La taxe sur l'EBE sera remplacée par une surtaxe temporaire sur l'impôt sur les sociétés (IS) qui ne devrait toucher que les grandes entreprises ayant réalisé un chiffre d'affaires supérieur à 250 millions d'euros. Le gouvernement n'a toutefois pas préciser son taux. Le ministre a également annoncé la tenue, dans les mois à venir, d' "assises de la fiscalité" des entreprises.

Le soulagement est de mise du côté des entrepreneurs. Guillaume Cairou, le Président du Club des Entrepreneurs s'est en effet réjoui dans un communiqué que le projet de loi de finances pour 2014 ne contienne pas cette taxe. "Le Gouvernement renonce heureusement à ce qui n'aurait été qu'un nouveau mauvais coup porté à nos entreprises. Cette taxe n'était qu'une taxe punitive pour les entreprises qui investissent, dans l'innovation notamment ce qui est un comble à l'heure où notre pays manque cruellement d'innovation et où les investisseurs nous fuient. Nos entreprises ne pouvaient pas supporter une nouvelle charge fiscale de 2,5 milliards d'euros. Nous saluons la prise de conscience gouvernementale."

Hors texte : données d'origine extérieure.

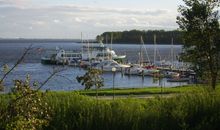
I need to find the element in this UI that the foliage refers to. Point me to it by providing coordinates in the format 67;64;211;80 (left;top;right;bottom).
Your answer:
76;68;104;96
177;0;220;89
0;86;220;130
96;30;183;44
4;76;50;130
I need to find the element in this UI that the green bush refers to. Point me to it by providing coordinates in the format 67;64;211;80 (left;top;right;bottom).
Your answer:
0;89;220;130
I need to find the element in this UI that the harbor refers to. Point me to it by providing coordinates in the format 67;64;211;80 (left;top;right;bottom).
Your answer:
41;35;196;83
0;42;192;91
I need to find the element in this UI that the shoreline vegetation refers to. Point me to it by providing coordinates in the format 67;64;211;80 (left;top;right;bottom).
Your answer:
0;30;183;45
0;85;220;130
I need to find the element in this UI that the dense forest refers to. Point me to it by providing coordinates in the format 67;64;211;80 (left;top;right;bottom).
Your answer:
96;30;183;44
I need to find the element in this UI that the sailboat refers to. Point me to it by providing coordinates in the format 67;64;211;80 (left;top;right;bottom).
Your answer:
125;36;159;76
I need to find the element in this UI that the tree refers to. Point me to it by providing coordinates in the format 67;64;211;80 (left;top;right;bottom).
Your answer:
4;76;51;130
177;0;220;89
76;68;104;98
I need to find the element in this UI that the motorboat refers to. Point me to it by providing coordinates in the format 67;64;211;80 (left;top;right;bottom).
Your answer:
94;60;130;72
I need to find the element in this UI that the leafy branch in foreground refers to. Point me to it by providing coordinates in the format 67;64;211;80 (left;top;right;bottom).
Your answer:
177;0;220;89
0;44;32;91
76;68;104;98
6;76;51;130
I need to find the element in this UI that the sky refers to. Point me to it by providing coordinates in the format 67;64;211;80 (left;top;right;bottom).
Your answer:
0;0;182;39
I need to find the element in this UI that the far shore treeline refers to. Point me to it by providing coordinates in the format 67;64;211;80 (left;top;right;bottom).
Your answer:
96;30;183;44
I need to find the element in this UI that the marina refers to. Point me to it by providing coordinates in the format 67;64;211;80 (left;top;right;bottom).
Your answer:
0;42;192;91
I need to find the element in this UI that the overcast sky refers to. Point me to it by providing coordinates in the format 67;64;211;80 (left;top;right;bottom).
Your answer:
0;0;182;39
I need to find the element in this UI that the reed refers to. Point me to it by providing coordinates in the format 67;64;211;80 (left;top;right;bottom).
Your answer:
0;85;220;130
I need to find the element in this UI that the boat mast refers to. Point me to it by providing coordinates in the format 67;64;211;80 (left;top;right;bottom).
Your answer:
81;32;83;58
139;36;143;65
110;33;113;60
141;36;150;63
154;34;157;65
171;37;174;67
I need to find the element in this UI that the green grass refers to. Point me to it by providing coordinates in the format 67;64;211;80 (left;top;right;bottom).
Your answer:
77;86;201;96
0;86;220;130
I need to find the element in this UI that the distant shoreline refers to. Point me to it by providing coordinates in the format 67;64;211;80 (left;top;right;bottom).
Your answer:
0;39;182;45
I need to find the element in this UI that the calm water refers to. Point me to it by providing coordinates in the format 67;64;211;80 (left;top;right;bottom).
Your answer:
0;43;186;91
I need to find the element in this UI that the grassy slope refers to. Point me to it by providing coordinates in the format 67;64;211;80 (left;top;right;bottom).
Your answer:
0;86;220;130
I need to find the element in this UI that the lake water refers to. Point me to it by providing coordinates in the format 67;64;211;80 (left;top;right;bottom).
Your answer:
0;42;187;91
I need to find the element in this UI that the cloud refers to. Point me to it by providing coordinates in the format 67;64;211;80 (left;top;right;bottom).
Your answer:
0;3;177;38
53;19;60;23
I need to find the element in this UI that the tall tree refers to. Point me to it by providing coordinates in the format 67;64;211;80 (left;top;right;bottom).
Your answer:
177;0;220;89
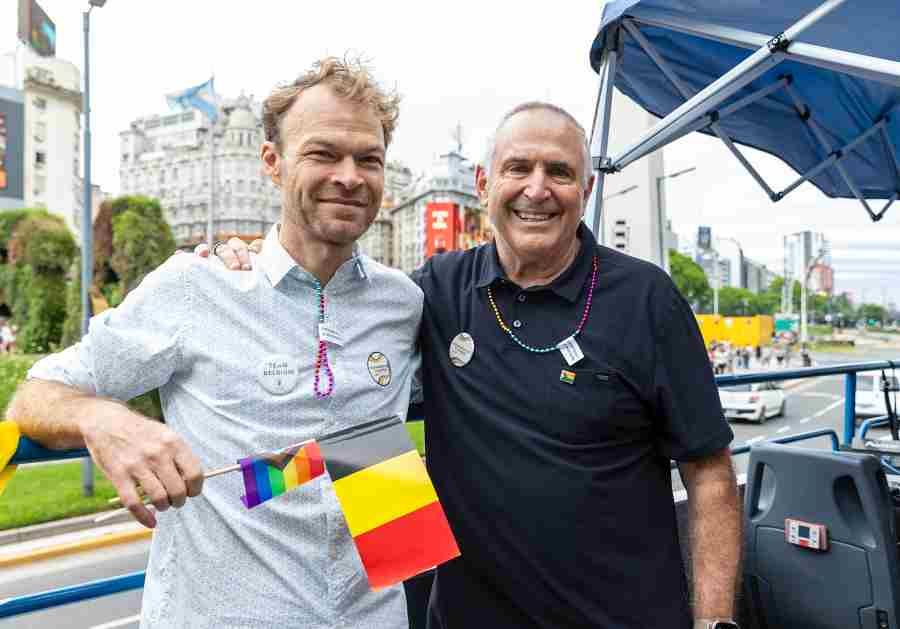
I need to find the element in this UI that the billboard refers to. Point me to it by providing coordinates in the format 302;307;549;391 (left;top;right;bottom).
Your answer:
425;203;459;258
697;225;712;250
19;0;56;57
0;91;25;201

Si du côté de la CGPME, "le lancement rapide des assises de la fiscalité et une démarche d'allègement du coût du travail" est accueilli favorablement, la surtaxe de l'impôt sur les sociétés est pointée du doigt. "Tout prélèvement supplémentaire se fait désormais au détriment de l'emploi. Le poids des prélèvements obligatoires sur les entreprises est le plus élevé d'Europe".

L'examen du projet de loi de finances pour 2014 en commission des finances de l'Assemblée nationale débutera le 9 octobre, et devrait s'achever fin décembre.